The directive was contained in a circular dated March 12, 2026 and issued to banks, financial institutions and payment service providers across the country.

According to the apex bank, the new rules are designed to curb fraud and improve the safety and resilience of instant payment platforms as digital financial services continue to expand in Nigeria.

The Central Bank of Nigeria said the new provisions will take effect from July 1, 2026, allowing financial institutions time to upgrade their systems and comply with the updated requirements.

Under the directive, banks must impose transaction limits on newly activated mobile banking applications within the first 24 hours. During this period, the total value of transactions—covering both incoming and outgoing transfers—must not exceed N20,000 for newly opened accounts.

However, the regulator noted that banks may impose lower limits if required by their internal risk management frameworks.

For existing customers activating mobile banking applications on a new device, the central bank also directed financial institutions to place a N20,000 limit on outgoing transactions within the first 24 hours of activation.

The apex bank explained that the measure is intended to reduce risks associated with account takeover, identity theft and unauthorised device migration, which have become more frequent with the rapid growth of digital banking.

In addition to the transaction cap, the Central Bank of Nigeria introduced mandatory device binding for mobile banking applications.

Under the rule, customers will only be allowed to operate their mobile banking app on a single device at a time, effectively preventing the use of the same banking application across multiple devices simultaneously.

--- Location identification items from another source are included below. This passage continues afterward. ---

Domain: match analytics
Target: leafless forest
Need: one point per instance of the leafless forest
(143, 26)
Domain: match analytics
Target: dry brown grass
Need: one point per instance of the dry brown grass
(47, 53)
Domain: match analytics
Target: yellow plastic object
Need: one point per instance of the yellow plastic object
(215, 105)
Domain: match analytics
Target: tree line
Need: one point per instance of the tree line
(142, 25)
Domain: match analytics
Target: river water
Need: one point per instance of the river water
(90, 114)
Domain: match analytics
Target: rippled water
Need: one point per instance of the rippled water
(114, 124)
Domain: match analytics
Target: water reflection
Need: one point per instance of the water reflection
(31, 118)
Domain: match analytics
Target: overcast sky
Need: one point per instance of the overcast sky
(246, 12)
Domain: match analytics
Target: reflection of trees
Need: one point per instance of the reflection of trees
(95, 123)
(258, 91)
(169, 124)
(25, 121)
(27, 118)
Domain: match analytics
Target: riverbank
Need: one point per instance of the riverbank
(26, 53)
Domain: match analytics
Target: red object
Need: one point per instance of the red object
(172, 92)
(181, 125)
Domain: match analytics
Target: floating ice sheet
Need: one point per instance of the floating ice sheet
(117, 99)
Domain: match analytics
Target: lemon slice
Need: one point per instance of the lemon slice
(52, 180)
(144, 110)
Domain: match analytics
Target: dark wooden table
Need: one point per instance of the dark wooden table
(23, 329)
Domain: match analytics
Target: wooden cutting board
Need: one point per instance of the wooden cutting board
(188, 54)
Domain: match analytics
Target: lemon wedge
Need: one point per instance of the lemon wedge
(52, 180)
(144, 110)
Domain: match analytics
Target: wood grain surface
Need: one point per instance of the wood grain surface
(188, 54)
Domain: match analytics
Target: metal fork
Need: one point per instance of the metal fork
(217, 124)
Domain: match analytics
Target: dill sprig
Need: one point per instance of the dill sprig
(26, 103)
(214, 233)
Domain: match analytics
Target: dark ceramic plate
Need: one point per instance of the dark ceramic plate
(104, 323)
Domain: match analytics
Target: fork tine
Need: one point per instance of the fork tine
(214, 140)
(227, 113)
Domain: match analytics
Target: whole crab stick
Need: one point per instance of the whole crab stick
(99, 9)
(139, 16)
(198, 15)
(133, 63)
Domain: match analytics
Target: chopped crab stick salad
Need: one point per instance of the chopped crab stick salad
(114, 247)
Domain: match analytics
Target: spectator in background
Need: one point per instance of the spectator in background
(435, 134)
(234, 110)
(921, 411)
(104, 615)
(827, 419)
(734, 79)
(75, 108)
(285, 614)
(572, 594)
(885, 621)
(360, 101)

Any attempt to migrate the application to a new device will trigger a fresh authentication and reactivation process to verify the identity of the account holder.

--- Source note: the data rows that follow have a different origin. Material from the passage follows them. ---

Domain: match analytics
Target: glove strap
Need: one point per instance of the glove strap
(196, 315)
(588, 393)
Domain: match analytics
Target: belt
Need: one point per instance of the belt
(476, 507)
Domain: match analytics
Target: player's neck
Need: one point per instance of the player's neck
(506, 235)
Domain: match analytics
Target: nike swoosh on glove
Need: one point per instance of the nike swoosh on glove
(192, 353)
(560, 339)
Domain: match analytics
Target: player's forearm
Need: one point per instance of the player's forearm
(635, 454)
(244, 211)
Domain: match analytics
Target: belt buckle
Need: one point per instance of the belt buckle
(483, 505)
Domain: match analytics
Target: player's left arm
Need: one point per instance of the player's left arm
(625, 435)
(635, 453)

Financial institutions were also directed to implement additional multi-factor authentication procedures for first-time logins to internet banking platforms from new devices.

Beyond device restrictions, the central bank instructed banks and payment service providers to deploy enterprise fraud monitoring systems capable of tracking both incoming and outgoing transactions in real time.

These systems are expected to help financial institutions detect suspicious activity early and prevent potentially fraudulent transactions before they are completed.

The regulator also tightened procedures for online account opening and account reactivation.

It stated that accounts opened digitally must undergo liveliness checks to confirm that the person initiating the process is physically present and not using impersonation tools.

Furthermore, all online account opening and reactivation processes must be validated in real time using the Bank Verification Number and National Identity Number databases.

Financial institutions were also directed to adopt stronger authentication tools such as biometric verification, soft tokens, hard tokens and other multi-factor authentication methods for online account reactivation.

In another major provision, the central bank introduced a voluntary opt-out feature for instant payment services.

The policy allows bank customers to temporarily disable instant transfers on their accounts if they wish to limit exposure to fraud risks.

Under the arrangement, customers who activate the opt-out option will be unable to perform instant transfers online, either within the same bank or to other banks. However, they will still be able to conduct transfers by visiting their financial institutions physically.

The default setting for new customers will remain opt-in during account opening.

The Central Bank of Nigeria also stated that customers may voluntarily adjust their personal transaction limits, provided such changes remain within the existing maximum thresholds of N25 million for individual accounts and N250 million for corporate accounts.

However, any request to change transaction limits must undergo enhanced due diligence and risk assessment by the financial institution before approval.

According to the apex bank, the measures represent the minimum operational standards required to strengthen the integrity and security of Nigeria’s instant payment ecosystem.